All of you who follow what I I have been going through, which are many of you, know how frustrated and angry I have been throughout this crap. And emotional before I realized that there was something OFF with my body. Before noticing my long list of symptoms… I struggled, as so many of us here in fitblr, to accept myself at my larger weight, to see myself as beautiful. I found out that my perception of my body was more than “unhealthy” view: understanding more and more as I journeyed to my own acceptance, I came to realize, through my “extreme” weight gain (40-50lbs) that I had always had body dysmorphia in my life. And I also grew to understand why, through soul searching, through understandings other people’s interactions with me as I grew up and how it affected my perception of myself.

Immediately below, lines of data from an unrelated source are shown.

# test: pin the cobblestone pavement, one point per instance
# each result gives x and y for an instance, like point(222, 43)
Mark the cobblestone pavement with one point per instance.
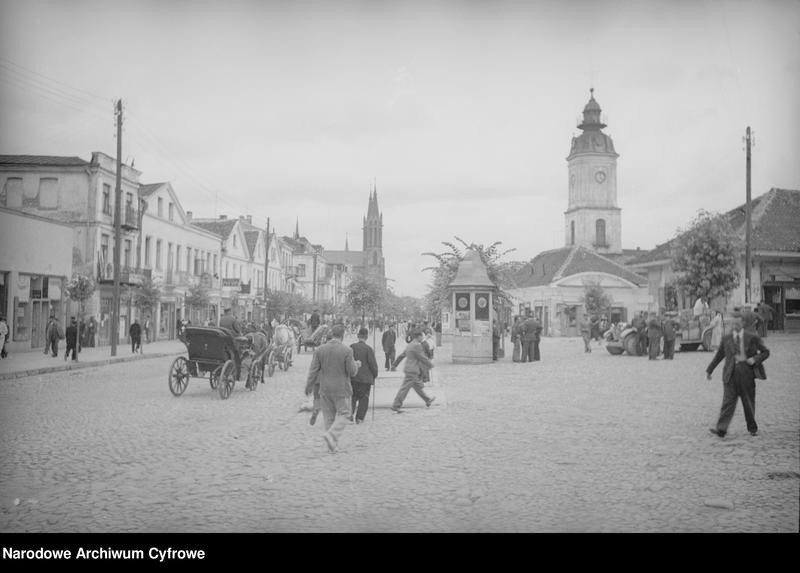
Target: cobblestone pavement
point(575, 443)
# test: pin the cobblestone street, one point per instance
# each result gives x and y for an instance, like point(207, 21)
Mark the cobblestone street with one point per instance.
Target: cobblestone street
point(575, 443)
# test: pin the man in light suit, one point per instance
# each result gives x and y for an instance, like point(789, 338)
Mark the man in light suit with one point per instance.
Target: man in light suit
point(415, 366)
point(332, 366)
point(744, 353)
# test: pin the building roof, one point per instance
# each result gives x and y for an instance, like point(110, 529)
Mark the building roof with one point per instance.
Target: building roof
point(550, 266)
point(353, 258)
point(774, 220)
point(222, 228)
point(42, 160)
point(150, 188)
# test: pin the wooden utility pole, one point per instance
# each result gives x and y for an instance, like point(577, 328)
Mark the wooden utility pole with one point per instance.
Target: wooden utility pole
point(266, 274)
point(117, 233)
point(748, 231)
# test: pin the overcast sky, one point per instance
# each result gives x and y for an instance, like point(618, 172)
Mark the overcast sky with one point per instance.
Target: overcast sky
point(462, 112)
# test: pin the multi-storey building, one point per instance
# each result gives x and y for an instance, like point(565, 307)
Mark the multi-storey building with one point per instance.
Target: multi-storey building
point(182, 257)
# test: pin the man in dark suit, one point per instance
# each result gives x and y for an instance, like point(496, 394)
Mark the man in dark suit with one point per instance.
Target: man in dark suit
point(332, 366)
point(365, 377)
point(531, 332)
point(388, 341)
point(744, 353)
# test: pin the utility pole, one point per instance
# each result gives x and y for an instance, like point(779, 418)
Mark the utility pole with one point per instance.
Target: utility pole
point(117, 233)
point(748, 231)
point(266, 273)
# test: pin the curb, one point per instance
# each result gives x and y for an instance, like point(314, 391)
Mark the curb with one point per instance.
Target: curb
point(80, 365)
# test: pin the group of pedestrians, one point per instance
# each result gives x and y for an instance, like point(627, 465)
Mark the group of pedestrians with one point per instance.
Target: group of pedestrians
point(341, 377)
point(526, 334)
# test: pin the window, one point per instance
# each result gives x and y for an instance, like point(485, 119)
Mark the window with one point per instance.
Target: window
point(158, 255)
point(600, 233)
point(106, 199)
point(48, 193)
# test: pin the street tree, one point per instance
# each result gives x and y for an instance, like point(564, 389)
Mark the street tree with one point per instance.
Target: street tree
point(365, 295)
point(80, 288)
point(595, 299)
point(704, 257)
point(438, 296)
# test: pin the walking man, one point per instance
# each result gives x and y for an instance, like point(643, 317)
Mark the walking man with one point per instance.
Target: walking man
point(416, 361)
point(668, 327)
point(135, 331)
point(332, 366)
point(364, 379)
point(653, 336)
point(388, 341)
point(72, 340)
point(531, 333)
point(744, 353)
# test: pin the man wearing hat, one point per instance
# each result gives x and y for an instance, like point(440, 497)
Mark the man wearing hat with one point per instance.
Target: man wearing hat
point(744, 353)
point(72, 339)
point(416, 362)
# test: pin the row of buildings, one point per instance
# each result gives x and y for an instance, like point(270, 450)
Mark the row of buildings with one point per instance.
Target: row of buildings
point(553, 283)
point(57, 221)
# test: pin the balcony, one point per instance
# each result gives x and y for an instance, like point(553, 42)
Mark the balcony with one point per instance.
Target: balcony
point(127, 275)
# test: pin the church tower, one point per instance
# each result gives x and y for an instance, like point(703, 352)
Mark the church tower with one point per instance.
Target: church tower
point(373, 237)
point(593, 218)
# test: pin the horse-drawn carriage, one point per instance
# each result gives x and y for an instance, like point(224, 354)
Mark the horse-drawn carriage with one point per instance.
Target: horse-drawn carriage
point(224, 358)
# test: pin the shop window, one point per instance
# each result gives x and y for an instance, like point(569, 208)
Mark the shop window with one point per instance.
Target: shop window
point(11, 194)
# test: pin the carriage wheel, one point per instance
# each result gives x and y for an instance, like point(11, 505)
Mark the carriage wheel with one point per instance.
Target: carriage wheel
point(213, 378)
point(255, 374)
point(178, 376)
point(227, 379)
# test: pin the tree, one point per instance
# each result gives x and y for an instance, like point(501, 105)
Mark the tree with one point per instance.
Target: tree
point(705, 257)
point(438, 297)
point(595, 299)
point(80, 289)
point(365, 294)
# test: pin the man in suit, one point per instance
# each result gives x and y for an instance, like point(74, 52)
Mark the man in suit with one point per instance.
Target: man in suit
point(744, 353)
point(388, 341)
point(332, 366)
point(365, 377)
point(416, 363)
point(72, 340)
point(668, 327)
point(530, 331)
point(653, 336)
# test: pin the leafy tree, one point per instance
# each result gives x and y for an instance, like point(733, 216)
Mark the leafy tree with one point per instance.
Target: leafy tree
point(438, 297)
point(595, 299)
point(80, 289)
point(365, 295)
point(705, 257)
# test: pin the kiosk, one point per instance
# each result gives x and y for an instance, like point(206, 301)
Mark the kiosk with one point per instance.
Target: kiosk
point(472, 295)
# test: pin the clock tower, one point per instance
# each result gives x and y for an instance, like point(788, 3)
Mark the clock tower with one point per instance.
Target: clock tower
point(592, 218)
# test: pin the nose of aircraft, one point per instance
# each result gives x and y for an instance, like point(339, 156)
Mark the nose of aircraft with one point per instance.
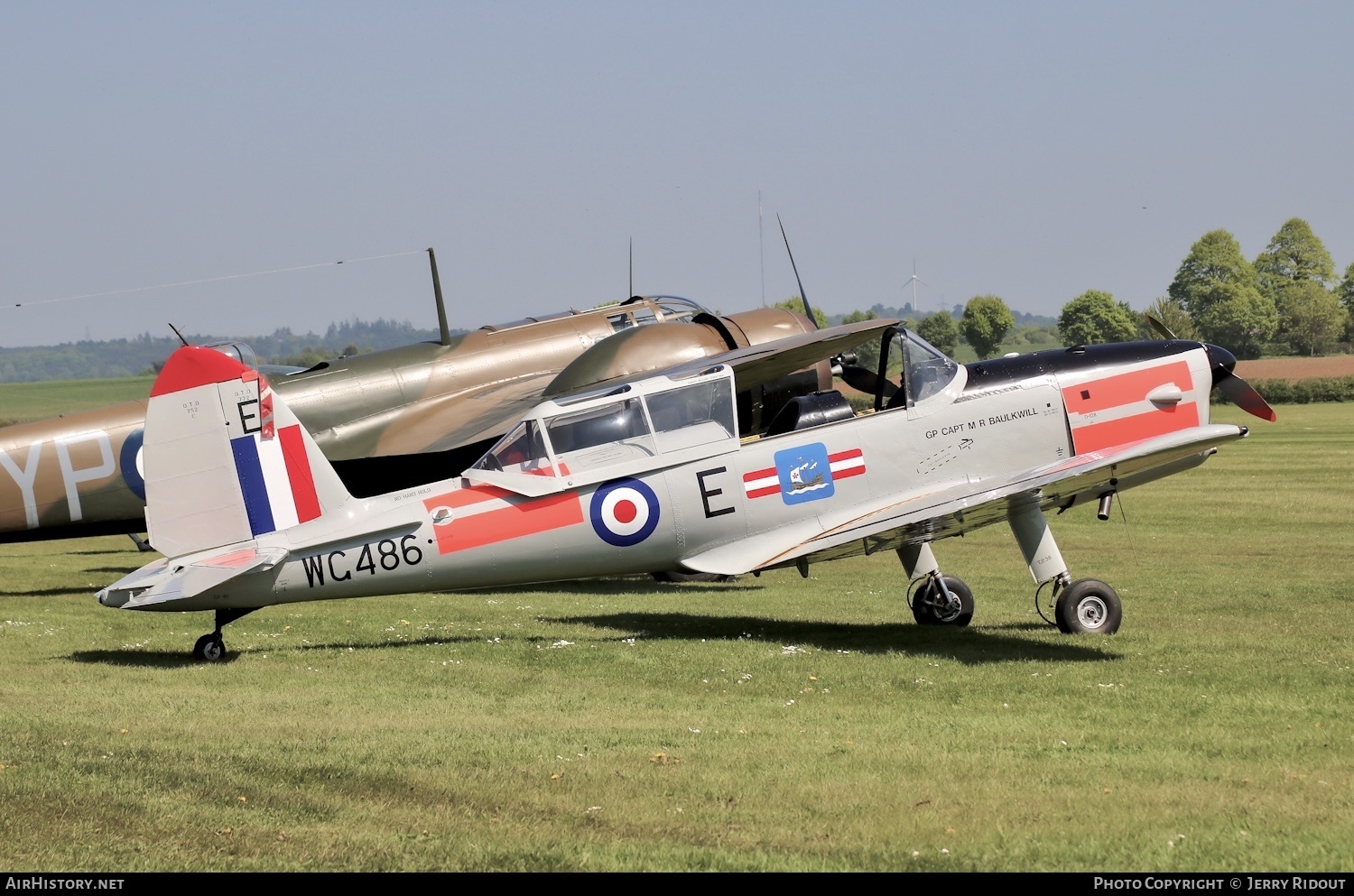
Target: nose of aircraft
point(1237, 389)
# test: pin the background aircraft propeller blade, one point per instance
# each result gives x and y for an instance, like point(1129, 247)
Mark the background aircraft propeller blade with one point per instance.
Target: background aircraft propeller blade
point(795, 268)
point(1156, 325)
point(1237, 389)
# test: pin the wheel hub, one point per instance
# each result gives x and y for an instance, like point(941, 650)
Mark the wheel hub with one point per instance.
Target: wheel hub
point(1091, 612)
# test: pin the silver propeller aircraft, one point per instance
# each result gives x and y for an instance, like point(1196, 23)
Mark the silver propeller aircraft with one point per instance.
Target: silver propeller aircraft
point(650, 474)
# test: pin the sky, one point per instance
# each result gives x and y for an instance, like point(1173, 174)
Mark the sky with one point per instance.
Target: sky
point(1031, 151)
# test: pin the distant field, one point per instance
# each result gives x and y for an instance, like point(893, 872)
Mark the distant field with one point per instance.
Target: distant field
point(37, 401)
point(768, 725)
point(1296, 368)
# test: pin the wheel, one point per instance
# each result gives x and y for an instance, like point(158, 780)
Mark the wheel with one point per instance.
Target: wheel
point(1089, 605)
point(210, 649)
point(931, 606)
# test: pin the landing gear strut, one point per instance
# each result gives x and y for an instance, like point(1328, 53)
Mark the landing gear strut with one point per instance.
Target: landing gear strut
point(940, 600)
point(211, 647)
point(1080, 606)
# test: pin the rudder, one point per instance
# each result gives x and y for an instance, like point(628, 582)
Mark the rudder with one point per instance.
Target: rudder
point(225, 457)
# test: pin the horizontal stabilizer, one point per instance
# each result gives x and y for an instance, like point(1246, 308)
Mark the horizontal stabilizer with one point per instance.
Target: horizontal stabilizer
point(167, 581)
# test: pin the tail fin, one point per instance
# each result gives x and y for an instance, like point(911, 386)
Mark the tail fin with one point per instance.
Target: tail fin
point(225, 457)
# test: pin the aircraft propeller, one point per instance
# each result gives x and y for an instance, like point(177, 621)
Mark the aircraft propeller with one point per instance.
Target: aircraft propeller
point(1224, 363)
point(1237, 389)
point(795, 268)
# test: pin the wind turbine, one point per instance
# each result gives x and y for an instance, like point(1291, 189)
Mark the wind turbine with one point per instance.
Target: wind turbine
point(914, 281)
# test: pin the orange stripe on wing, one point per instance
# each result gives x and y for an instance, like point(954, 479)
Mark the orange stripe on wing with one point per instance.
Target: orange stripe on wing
point(514, 522)
point(1124, 389)
point(1127, 430)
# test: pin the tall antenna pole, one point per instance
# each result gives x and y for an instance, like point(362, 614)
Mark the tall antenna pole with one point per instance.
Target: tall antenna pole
point(761, 252)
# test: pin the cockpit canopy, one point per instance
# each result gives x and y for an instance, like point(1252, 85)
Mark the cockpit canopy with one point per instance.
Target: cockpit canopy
point(622, 430)
point(638, 310)
point(928, 370)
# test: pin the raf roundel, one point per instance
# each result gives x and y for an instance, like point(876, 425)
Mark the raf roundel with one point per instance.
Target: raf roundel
point(625, 512)
point(130, 463)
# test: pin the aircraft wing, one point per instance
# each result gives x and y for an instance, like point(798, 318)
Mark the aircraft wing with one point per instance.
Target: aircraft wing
point(462, 419)
point(764, 363)
point(955, 506)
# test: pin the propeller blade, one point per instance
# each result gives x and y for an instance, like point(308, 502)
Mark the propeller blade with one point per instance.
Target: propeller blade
point(1245, 397)
point(1237, 389)
point(1156, 325)
point(795, 268)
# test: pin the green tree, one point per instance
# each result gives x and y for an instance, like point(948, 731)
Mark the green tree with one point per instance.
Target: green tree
point(940, 330)
point(1294, 254)
point(795, 303)
point(1311, 317)
point(1346, 294)
point(985, 324)
point(867, 354)
point(1237, 317)
point(1346, 290)
point(1174, 316)
point(1215, 259)
point(1096, 317)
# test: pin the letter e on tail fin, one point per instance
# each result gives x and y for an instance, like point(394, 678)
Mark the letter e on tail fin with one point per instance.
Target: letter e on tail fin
point(225, 457)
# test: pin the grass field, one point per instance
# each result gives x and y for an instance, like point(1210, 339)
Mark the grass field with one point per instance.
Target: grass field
point(38, 401)
point(769, 723)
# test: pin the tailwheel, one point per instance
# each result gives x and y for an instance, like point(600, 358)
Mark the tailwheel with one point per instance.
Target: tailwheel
point(1089, 605)
point(952, 605)
point(210, 649)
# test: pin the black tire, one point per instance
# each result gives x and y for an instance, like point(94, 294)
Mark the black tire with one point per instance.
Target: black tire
point(1089, 606)
point(929, 605)
point(210, 649)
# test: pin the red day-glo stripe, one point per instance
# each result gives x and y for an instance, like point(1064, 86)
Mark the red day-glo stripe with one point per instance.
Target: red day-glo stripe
point(512, 522)
point(1126, 430)
point(195, 365)
point(1124, 389)
point(298, 473)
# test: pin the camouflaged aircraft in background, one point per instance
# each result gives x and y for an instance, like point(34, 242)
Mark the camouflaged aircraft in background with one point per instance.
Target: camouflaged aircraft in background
point(392, 419)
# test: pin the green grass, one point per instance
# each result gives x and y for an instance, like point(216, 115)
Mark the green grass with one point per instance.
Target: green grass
point(38, 401)
point(771, 723)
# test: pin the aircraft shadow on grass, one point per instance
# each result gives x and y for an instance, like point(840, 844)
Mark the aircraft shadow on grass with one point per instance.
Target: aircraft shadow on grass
point(967, 646)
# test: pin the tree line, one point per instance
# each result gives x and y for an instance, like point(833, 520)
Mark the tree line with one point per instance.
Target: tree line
point(145, 354)
point(1288, 300)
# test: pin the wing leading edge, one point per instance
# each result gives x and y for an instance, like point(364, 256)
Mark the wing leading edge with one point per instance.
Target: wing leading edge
point(958, 506)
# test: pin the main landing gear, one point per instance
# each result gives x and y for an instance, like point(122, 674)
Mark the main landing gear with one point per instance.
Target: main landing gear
point(1085, 605)
point(1080, 606)
point(939, 600)
point(211, 647)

In the past year and a half, I may still be frustrated that the scale does not change, no matter how healthy and how much exercise I am doing, but I am incredibly proud of of my mentality change towards how I view myself. I may be 40/50 lbs over my “normal” weight, but I see myself as beautiful no matter what - something that I honestly didn’t truly believe about myself, even when I was 130 lbs.
I have always been a confident person, but it took my gaining weight to truly have 100% confidence in not only my abilities, but in my appearance. I AM BEAUTIFUL, no matter what the scale says, no matter what the clothes size is.
I am beautiful, and amazing, no matter how fast or slow I run.
I do have bad days, where I feel sad that I don’t fit into some clothes I love and want to fit into. But then I just change and put something else on and look in the mirror and blow myself a kiss. Cute clothes exist in all sizes. And my beauty, it can exist at any size too.
Maybe I will lose the weight in the future. Maybe I won’t. But I will NEVER allow my opinion of my weight, or other people’s opinions, to dictate what I feel about my perception when I look in the mirror.